Coloring bag-of-words based image representations

Place: Large Lecture Room - CVC Affiliation: Computer Vision Centre and Universitat de Barcelona

Put succinctly, the bag-of-words based image representation is the most successful approach for object and scene recognition. Within the bag-of-words framework the optimal fusion of multiple cues, such as shape, texture and color, still remains an active research domain. There exist two main approaches to incorporate color information within the bag-of-words framework. The first approach called, early fusion, fuses color and shape at the feature level as a result of which a joint color-shape vocabulary is produced. The second approach, called late fusion, concatenates histogram representation of both color and shape, obtained independently. In this work, we analyze the theoretical implications of both early and late feature fusion.
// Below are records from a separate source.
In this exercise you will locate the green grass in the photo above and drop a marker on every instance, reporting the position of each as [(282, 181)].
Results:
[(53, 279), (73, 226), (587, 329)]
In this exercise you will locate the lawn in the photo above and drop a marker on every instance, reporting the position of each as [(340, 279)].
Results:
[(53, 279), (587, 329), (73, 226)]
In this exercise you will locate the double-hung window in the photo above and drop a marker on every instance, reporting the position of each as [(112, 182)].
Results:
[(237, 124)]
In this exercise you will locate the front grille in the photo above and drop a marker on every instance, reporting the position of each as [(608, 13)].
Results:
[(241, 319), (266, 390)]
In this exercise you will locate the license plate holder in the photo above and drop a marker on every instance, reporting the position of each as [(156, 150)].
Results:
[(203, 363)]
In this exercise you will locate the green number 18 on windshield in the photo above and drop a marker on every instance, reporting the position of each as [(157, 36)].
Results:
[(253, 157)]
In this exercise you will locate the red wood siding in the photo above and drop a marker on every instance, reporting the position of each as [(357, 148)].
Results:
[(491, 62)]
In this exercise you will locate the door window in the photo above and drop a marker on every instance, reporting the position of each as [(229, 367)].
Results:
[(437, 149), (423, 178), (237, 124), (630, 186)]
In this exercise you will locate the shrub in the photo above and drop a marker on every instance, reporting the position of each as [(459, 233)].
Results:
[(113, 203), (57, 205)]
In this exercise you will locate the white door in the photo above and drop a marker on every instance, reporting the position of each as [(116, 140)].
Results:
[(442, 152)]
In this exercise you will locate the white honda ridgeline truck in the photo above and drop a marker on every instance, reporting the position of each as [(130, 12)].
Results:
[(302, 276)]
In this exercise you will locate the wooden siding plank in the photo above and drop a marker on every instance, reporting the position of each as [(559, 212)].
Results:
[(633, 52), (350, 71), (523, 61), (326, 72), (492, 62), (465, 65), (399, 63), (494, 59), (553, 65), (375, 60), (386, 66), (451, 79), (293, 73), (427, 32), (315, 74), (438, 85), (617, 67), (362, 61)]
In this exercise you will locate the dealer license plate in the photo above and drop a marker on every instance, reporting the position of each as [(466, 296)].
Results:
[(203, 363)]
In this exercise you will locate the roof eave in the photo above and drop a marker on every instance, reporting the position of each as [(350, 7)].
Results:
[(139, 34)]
We demonstrate that both these approaches are sub-optimal for a subset of object categories and propose compact and efficient image representations to combine color and shape cues.

We propose a novel method for recognizing object categories when using multiple cues by separately processing the shape and color cues and combining them by modulating the shape features by category specific color attention. Color is used to compute bottom-up and top-down attention maps. Subsequently, these color attention maps are used to modulate the weights of the shape features. In regions with higher attention shape features are given more weight than in regions with low attention.

Spatial pyramids have been successfully applied to incorporate spatial information into bag-of-words based image representation. However, a major drawback is that it leads to high dimensional image representations. We present a novel framework for obtaining compact pyramid representation. The approach reduces the size of a high dimensional pyramid representation upto an order of magnitude without loss of accuracy. Moreover, we investigate the optimal combination of multiple features in the context of our compact pyramid representation.

Finally, we propose a novel technique that builds discriminative compound words from primitive cues learned independently from training images. Our main observation is that modeling joint-cue distributions independently is more statistically robust for typical classification problems than attempting to empirically estimate the dependent, joint-cue distribution directly. We use Information theoretic vocabulary compression to find discriminative combinations of cues and the resulting vocabulary of portmanteau words is compact, has the cue binding property, and supports individual weighting of cues in the final image representation.